A trio of change-orders and construction costs for additional parking at the Bell building could increase the cost of the Hamilton Street arts projects by as much as $2.1 million.
The Redevelopment Agency on Wednesday approved three change-orders to the Bell building renovation project totaling about $348,000. The largest change-order was $275,000 for site work all the way around the building to the nearest adjacent home, which includes some drainage work. Another change order for $4,500 was for an alternate bid for the roof, and another set aside $68,500 for mold remediation throughout the building.
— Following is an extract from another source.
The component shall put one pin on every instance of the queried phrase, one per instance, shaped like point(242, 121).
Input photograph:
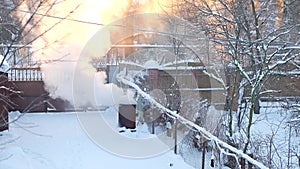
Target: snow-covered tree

Mold is on most of the walls, studs and rafters in the Bell building, City Engineer James Housten said during a presentation to the Redevelopment Agency last week. Remediation will be done in two phases: first, clean and demolish the walls, and then the roof and windows will be installed at which point the entire interior can be fogged.
The change-orders increase the $5.825-million contract for the Bell building to $6.173 million, which Housten said was still less than the $6.2 million in the current account for the project. The cost of parking construction, however, came in at a total of almost $1.6 million, including $815,000 for Lot A and $256,000 for Lot B, and another $507,000 for soft costs and contingency.
Lot A, where the amphitheater originally was planned, would have 99 spaces while Lot B would have 58 spaces, along with 16 remaining behind the Bell Building, for a total 173 spaces, almost as many as the 202 seats planned for the black box theater, Housten told commissioners last week.
Construction bids for the Bell building renovations also don’t include the soft costs for architect fees, $281,000; engineering fees, $260,000, and utilities, $25,000. In all, the project could need another $2.1 million, not including bond and legal costs, which is broken down in this Google spreadsheet.
At least one commissioner, Timothy Nash, seemed concerned during discussion of the costs possibly rising to $8 million or more for the projects. “That’s a lot of money,” he said.
If City Council approves financing next month, the city could bid the parking lots and break ground by August, Housten said. If all goes well, both the parking lots and black box theater would open sometime next spring. He reminded commissioners that the parking lot would be available for a lot of other uses, not just the Bell building, such as the Union County Performing Arts Center and downtown activities and restaurants.
The City Council last year approved an $8.5-million bond ordinance for construction of the Hamilton Street arts projects. The Redevelopment Agency in January decided to move forward with the black box theater and build temporary parking at the site of the proposed amphitheater.